Equine Liability Releases: What are they good for?

It is common for equine facilities to require clients to sign liability releases prior to engaging in equine-related activities, such as riding.  But considering that forty-eight states have enacted Equine Activity Liability Laws, many wonder if equine liability releases are necessary.  I believe the answer is yes.


While each state’s equine liability law is different, the common thread is a desire to limit liability for personal injuries arising from risks inherent to equine activities.  In essence, these statutes shift the risk of injury from the provider of an equine activity to the participant.  But each statute has limits.  A well-drafted equine liability release can fill in statutory gaps and broaden the protection of the liability statutes beyond the laws themselves.


For example, a liability release should be signed by each participant in an equine activity, acknowledging its inherent risk.  But who is a participant?
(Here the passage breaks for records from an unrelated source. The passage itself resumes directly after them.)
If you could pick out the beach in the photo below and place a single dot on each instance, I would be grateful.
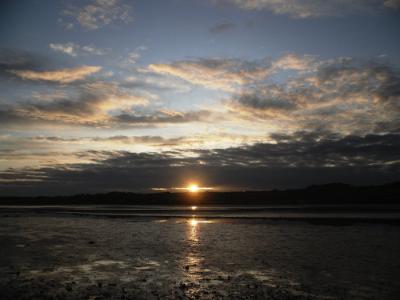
(84, 253)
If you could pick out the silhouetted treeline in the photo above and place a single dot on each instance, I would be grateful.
(335, 193)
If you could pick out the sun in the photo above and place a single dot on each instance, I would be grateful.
(193, 188)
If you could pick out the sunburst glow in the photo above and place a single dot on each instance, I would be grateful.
(193, 188)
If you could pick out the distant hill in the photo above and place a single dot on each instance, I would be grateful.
(334, 193)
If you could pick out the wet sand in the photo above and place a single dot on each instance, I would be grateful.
(50, 256)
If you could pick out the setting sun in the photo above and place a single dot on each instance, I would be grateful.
(193, 188)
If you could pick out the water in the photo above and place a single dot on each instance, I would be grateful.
(208, 252)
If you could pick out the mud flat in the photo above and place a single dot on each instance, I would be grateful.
(82, 257)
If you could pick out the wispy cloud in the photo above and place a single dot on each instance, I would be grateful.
(97, 14)
(313, 8)
(61, 76)
(222, 27)
(75, 50)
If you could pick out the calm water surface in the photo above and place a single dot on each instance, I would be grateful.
(204, 252)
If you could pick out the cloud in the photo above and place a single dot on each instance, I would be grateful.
(225, 74)
(97, 14)
(60, 76)
(341, 95)
(74, 49)
(163, 117)
(230, 74)
(88, 104)
(394, 4)
(312, 8)
(291, 161)
(222, 27)
(132, 57)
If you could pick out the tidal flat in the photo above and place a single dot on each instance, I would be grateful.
(78, 256)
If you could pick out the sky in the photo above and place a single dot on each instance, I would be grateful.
(114, 95)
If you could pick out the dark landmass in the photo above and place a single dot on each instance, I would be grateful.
(335, 193)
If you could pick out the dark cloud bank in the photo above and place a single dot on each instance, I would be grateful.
(294, 161)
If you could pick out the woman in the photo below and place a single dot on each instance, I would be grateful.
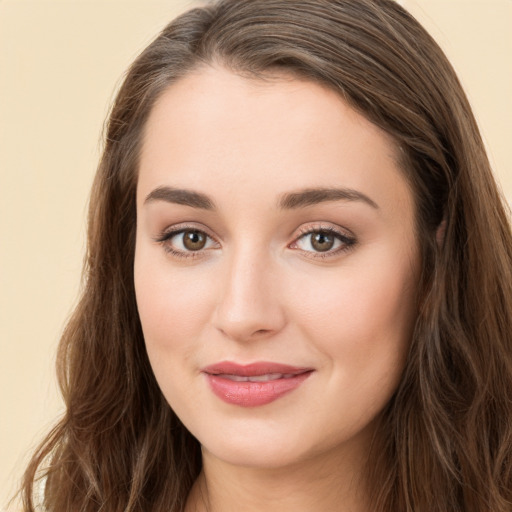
(299, 290)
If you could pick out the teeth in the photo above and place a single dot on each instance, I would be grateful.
(257, 378)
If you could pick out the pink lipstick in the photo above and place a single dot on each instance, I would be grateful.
(253, 384)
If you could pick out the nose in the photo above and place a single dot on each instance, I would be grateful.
(249, 305)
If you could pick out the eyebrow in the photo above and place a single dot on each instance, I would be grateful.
(312, 196)
(181, 196)
(288, 201)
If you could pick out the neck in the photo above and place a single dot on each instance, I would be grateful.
(331, 484)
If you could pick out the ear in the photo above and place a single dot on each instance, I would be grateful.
(440, 232)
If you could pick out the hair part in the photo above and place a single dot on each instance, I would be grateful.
(445, 438)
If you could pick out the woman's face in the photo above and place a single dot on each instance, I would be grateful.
(276, 266)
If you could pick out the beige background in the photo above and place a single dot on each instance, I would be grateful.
(60, 62)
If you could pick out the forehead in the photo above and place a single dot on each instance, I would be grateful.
(214, 129)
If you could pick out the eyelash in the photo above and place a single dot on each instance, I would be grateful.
(346, 240)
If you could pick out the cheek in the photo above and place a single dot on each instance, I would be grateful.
(172, 306)
(362, 316)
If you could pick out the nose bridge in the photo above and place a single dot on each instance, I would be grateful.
(248, 305)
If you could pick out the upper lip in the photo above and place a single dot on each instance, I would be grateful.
(253, 369)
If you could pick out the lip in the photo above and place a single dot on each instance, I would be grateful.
(230, 381)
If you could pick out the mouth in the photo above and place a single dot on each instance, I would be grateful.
(255, 384)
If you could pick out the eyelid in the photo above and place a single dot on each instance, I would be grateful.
(347, 239)
(170, 232)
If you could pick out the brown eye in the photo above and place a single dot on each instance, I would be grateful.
(322, 241)
(194, 240)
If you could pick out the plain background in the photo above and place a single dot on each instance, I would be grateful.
(60, 64)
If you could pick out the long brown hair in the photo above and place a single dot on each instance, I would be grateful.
(445, 439)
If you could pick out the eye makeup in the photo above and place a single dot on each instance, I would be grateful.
(315, 241)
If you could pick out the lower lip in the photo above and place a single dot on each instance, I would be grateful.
(252, 394)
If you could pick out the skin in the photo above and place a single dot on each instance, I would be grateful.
(260, 291)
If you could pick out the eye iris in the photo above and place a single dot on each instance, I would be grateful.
(322, 241)
(194, 240)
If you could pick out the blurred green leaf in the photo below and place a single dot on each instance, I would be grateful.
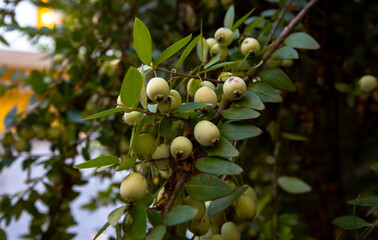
(293, 185)
(180, 214)
(301, 40)
(115, 215)
(167, 53)
(142, 42)
(98, 162)
(221, 204)
(285, 52)
(350, 222)
(131, 87)
(216, 165)
(277, 78)
(240, 113)
(235, 131)
(205, 187)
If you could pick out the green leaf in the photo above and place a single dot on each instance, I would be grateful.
(253, 24)
(301, 40)
(216, 66)
(131, 87)
(241, 20)
(105, 113)
(167, 53)
(293, 185)
(250, 100)
(129, 163)
(285, 52)
(223, 149)
(157, 233)
(139, 226)
(240, 113)
(115, 215)
(277, 79)
(371, 201)
(265, 92)
(350, 222)
(142, 42)
(220, 204)
(187, 50)
(216, 165)
(205, 187)
(374, 167)
(98, 162)
(212, 61)
(180, 214)
(190, 106)
(235, 131)
(293, 137)
(229, 17)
What is an equine activity?  What is an inherent risk?  While an equine liability statute might define these terms, a well-drafted liability release is an opportunity to broaden statutory protection and tailor that protection to the specific needs of an equine business.  As an illustration, while an equine liability statute might define a “participant” as anyone riding a horse, it might not include observers, such as a friend or family member watching a rider’s lesson.  A well-drafted equine liability release can address this gap and include those individuals who might still be at risk through their proximity to equines, but who are not covered by the statute.  Similarly, while the statute might include riding as an equine activity, a release can broaden that definition to include things such as feeding, grooming, handling, and observing.  Indeed, a strong advantage of a liability release is that it can be specially tailored to meet the needs of each individual equine facility, breed, and discipline.


A properly drafted liability release can be a powerful defense for equine owners and professionals.  But a liability release must be enforceable to be effective.  Carefully review your liability release with a knowledgeable attorney to ensure compliance with state laws and optimal protection from liability.